I could be wrong, but it sorta seems that way the more and more I watch it. I doubt I'm the first one to notice this, but here are my thoughts anyway:
I will probably type a ridiculously long essay on this later, but for now, I'll just use these points from the top of my head to illustrate what I mean:
- The story is about an alienated, clearly effeminate young male with the potential to be gay if not for his self-loathing. He can't sleep. He makes no effort to connect to human beings. His inner-voice is cynical to the point of hilarity. Do most straight men without girlfriends concentrate this hard on building ikea nests? This changes when he invents an alternate identity to cope with his dislike of himself. It's the person he wants to be. Cocky, macho, independent, all of the stereotypes of who successful straight males are. He can't "relate" to the woman he met at his meetings, Marla, without the Tyler persona taking control. Over time, this persona reveals itself for what it is: a fascist, souless, evil manifestation of the narrator's hate.

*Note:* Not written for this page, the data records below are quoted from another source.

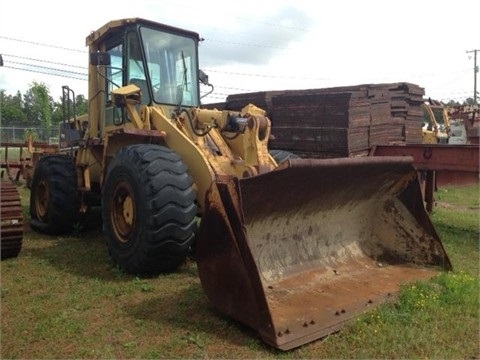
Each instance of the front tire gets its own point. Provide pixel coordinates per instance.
(54, 200)
(148, 209)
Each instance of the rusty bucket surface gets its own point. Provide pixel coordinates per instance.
(297, 252)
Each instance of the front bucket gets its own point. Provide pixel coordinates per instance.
(297, 252)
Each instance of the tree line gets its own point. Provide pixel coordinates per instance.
(36, 108)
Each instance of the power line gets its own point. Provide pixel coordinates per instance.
(41, 44)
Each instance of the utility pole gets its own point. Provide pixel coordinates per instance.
(475, 71)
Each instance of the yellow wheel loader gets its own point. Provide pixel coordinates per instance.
(293, 249)
(435, 123)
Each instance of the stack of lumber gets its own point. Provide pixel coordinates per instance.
(340, 121)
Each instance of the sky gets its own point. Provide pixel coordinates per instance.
(260, 45)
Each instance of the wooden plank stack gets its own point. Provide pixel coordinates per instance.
(340, 121)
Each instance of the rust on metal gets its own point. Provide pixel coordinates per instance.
(11, 221)
(297, 252)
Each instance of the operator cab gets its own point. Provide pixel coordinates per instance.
(160, 60)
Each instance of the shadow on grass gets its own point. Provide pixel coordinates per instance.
(190, 312)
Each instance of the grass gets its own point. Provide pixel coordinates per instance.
(63, 298)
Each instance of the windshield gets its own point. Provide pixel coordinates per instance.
(171, 66)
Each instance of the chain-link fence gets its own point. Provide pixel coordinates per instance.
(15, 134)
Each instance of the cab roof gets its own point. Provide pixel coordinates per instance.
(116, 25)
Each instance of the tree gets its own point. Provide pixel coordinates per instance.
(11, 110)
(38, 105)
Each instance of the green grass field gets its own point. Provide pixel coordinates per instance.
(63, 298)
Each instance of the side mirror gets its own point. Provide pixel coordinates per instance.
(100, 58)
(203, 77)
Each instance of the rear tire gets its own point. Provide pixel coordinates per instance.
(148, 209)
(53, 196)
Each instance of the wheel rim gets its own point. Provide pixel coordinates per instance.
(123, 211)
(42, 197)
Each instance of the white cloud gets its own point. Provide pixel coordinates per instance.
(262, 45)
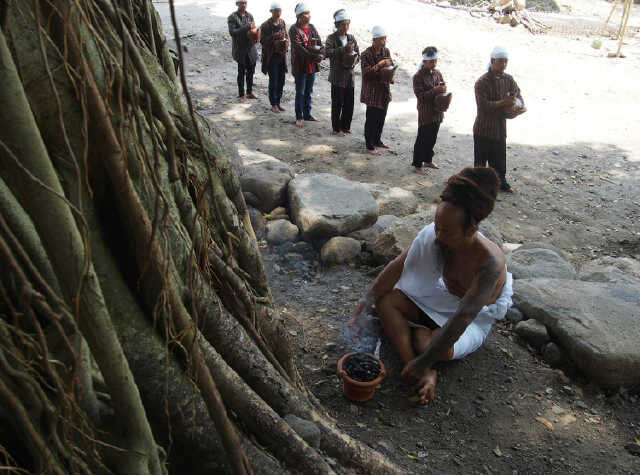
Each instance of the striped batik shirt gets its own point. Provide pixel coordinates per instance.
(491, 88)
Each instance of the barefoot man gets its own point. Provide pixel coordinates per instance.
(439, 298)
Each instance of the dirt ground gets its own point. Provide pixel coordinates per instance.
(575, 162)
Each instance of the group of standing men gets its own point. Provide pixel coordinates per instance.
(497, 94)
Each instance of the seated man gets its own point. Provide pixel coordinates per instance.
(439, 298)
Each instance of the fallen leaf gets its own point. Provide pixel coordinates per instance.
(567, 419)
(545, 422)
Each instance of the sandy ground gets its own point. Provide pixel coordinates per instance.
(574, 159)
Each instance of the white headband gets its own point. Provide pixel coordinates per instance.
(378, 32)
(341, 15)
(301, 8)
(499, 52)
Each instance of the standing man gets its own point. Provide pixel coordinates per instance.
(306, 53)
(243, 49)
(427, 84)
(343, 52)
(376, 90)
(275, 42)
(498, 98)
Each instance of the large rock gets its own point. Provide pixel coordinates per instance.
(324, 205)
(384, 221)
(598, 324)
(399, 236)
(401, 233)
(266, 177)
(393, 200)
(612, 269)
(339, 250)
(533, 332)
(280, 231)
(539, 263)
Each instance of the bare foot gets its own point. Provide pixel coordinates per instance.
(419, 170)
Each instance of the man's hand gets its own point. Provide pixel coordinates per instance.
(508, 102)
(440, 89)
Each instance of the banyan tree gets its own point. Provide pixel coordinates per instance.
(138, 334)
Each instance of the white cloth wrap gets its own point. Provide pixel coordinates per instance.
(499, 52)
(422, 282)
(302, 8)
(378, 32)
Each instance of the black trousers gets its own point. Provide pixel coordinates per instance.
(246, 70)
(492, 152)
(341, 108)
(425, 141)
(373, 126)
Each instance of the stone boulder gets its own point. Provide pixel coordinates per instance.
(598, 324)
(612, 269)
(533, 332)
(367, 236)
(383, 222)
(393, 200)
(324, 205)
(399, 236)
(539, 263)
(280, 231)
(401, 233)
(258, 222)
(340, 250)
(266, 177)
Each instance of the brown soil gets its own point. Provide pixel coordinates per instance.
(575, 162)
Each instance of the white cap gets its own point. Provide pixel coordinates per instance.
(499, 52)
(341, 15)
(302, 8)
(378, 32)
(426, 57)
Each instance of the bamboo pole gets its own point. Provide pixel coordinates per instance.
(613, 9)
(623, 26)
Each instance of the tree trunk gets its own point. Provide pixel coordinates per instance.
(133, 268)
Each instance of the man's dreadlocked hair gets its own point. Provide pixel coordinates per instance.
(474, 190)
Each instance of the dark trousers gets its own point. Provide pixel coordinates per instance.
(425, 141)
(277, 75)
(493, 152)
(341, 108)
(373, 126)
(246, 71)
(304, 88)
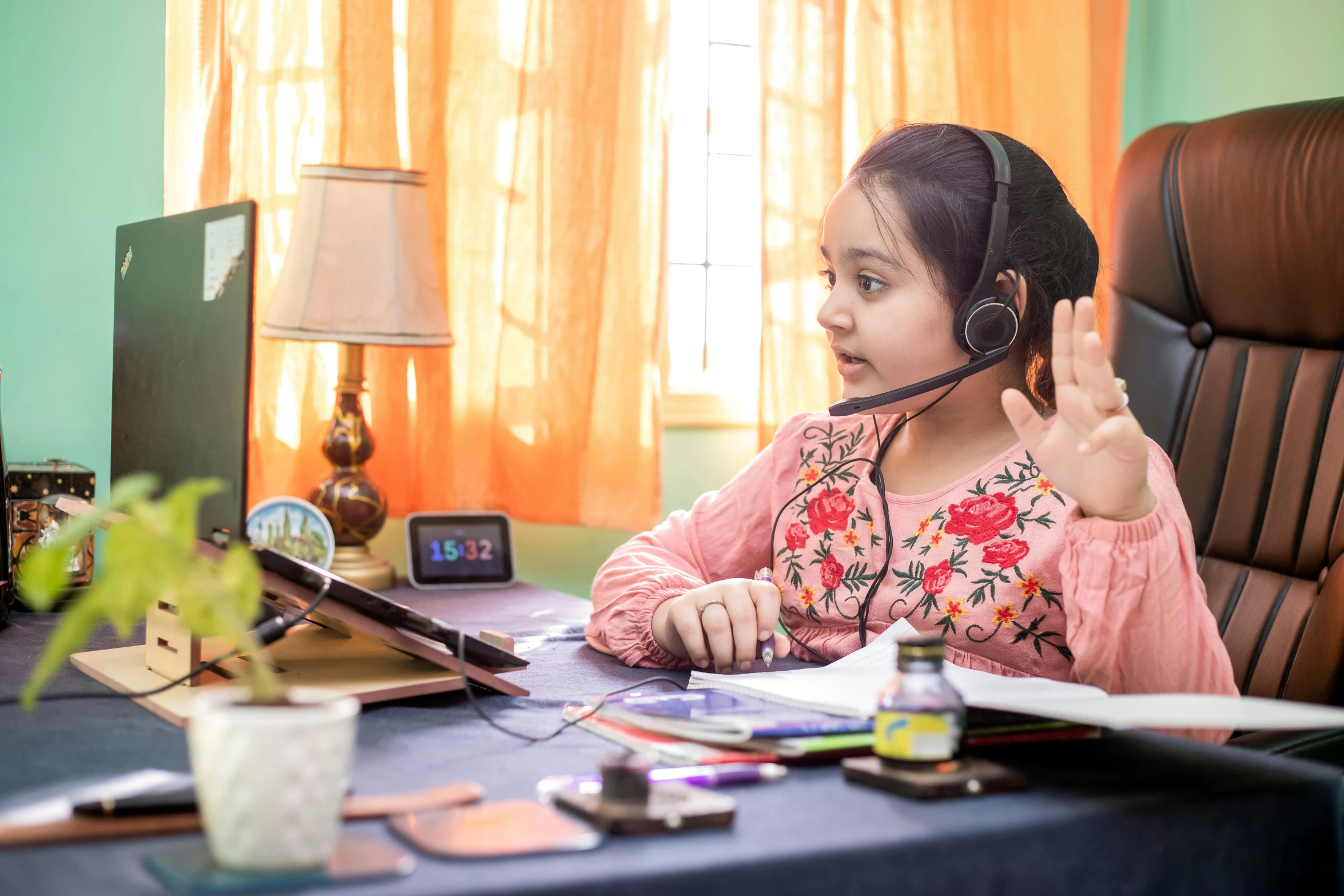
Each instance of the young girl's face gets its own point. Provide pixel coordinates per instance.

- Fighting is a metaphor, I think, for the narrator/tyler's adversion towards gay sex. Since the narrator cannot bring himself to love another man, like, say, Bob (the guy whom which upon embracing in the meetings allows the narrator to finally sleep at night) he invents tyler and the movement of fight club. It is no coincidence that one of the most disturbing scenes in the film for both the viewer and narrator is Bob's death. He was a kind person. A lost soul, like the narrator, but a caring person...until fight club's corruption took hold.
- In the film it is hinted at that the narrator invents tyler to deal with his lack of self confidence in dating Marla, whom he likes. This works on a different level that kinda adds more depth to the narrator's character I think.